I want to comprehend the first proof of $C_n = \frac{1}{n + 1}\binom{2n}{n}$ on Wikipedia. Link: here. I have problems with two steps:
- $$\sum_{n=0}^{\infty} \binom{\frac{1}{2}}{n}y^n = \sum_{n=0}^{\infty} \frac{(-1)^{n + 1} }{4^n(2n - 1)} \binom{2n}{n}y^n$$ I calculated $$\binom{\frac{1}{2}}{n} = \frac{(-1)^{n + 1}}{4^n} \frac{(n - 1.5) \cdot (n - 1.5 - 1) \cdot \ldots \cdot (n - 1.5 - (n - 3) + 1) }{n!}$$, but how to proceed?
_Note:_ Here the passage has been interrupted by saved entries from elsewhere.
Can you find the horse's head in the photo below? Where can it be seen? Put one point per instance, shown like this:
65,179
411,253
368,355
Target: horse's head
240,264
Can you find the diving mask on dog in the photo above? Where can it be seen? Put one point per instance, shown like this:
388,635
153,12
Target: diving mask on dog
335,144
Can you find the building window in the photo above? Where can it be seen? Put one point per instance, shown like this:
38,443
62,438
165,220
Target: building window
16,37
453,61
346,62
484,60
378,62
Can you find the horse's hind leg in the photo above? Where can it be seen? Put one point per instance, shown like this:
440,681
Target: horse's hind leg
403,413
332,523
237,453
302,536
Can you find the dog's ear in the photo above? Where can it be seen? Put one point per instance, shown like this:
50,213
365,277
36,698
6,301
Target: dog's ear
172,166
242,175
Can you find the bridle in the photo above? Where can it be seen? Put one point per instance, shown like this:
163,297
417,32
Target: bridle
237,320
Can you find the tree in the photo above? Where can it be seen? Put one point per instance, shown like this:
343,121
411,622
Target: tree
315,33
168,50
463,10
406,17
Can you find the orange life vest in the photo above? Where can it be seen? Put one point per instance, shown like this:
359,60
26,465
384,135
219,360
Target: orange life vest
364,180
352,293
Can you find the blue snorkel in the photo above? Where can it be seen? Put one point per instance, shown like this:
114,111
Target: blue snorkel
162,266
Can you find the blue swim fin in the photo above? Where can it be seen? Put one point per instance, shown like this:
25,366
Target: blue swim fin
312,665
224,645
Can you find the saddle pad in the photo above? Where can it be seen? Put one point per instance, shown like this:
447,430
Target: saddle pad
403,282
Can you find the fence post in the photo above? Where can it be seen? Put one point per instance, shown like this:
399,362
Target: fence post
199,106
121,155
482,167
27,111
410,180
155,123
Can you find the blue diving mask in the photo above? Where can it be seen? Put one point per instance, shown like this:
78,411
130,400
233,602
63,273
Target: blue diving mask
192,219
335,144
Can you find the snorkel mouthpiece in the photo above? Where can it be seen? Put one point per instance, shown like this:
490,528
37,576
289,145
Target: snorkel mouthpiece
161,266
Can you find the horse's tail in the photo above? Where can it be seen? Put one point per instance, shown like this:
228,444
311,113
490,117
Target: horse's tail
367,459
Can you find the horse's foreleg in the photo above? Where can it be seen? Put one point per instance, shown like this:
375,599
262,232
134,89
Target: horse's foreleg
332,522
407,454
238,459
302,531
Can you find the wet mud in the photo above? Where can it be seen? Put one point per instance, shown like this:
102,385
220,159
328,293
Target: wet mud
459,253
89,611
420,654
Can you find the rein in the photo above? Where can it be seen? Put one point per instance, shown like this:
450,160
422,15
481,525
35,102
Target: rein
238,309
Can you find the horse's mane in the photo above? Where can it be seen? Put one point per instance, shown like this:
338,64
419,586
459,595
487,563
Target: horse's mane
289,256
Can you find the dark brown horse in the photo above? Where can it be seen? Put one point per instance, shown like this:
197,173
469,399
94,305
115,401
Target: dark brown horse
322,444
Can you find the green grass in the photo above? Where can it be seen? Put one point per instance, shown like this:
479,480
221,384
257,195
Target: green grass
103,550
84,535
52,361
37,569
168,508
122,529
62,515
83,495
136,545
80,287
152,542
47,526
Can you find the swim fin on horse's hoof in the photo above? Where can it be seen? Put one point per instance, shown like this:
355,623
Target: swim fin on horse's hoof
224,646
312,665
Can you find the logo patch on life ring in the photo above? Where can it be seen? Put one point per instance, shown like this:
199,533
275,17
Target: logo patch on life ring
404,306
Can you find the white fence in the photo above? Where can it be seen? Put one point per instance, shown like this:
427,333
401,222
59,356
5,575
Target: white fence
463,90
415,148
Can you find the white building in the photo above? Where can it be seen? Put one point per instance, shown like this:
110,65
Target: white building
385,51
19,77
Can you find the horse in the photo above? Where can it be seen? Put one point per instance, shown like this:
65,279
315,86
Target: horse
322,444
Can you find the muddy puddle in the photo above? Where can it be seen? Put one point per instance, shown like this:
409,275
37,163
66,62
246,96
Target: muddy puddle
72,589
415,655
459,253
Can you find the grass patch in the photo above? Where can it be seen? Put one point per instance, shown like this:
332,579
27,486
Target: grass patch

- One shall insert $$\sum_{n = 0}^{\infty} \frac{(-1)^{n+1}}{4^n(2n-1)}\binom{2n}{n} x^n$$ into $$\frac{1 - \sqrt{1 - 4x}}{2x} = \frac{1}{2} \frac{1}{x}(1 - \sqrt{1 - 4x})$$ by using standard power series operations. But how do we handle the division of $1$ by $x$ in terms of $x^n$? The wikipedia entry for power series says that the first coeffizient of the division is calculated as $d_0 = \frac{a_0}{b_0}$, but for $x = \sum b_n x^n$, $b_0$ is 0, such that we get a division by zero.
Please note that we consider formal power series, so I do not know if and how we can somehow detour via an other development point.
Background: The problem occured during computing the moments of the semicircular distribution in free probability theory.
EDIT: While elaborating the solution (I admit that I never had found it by myself) given by @BrianM.Scott, the specific second question was solved too: One does not calculate $\frac{1}{x}$ directly, but splits the sum up and lets the dangerous constant terms (for $n = 0$) eliminate one another before dividing the remaining sum terms (for $n > 0$) by $x$.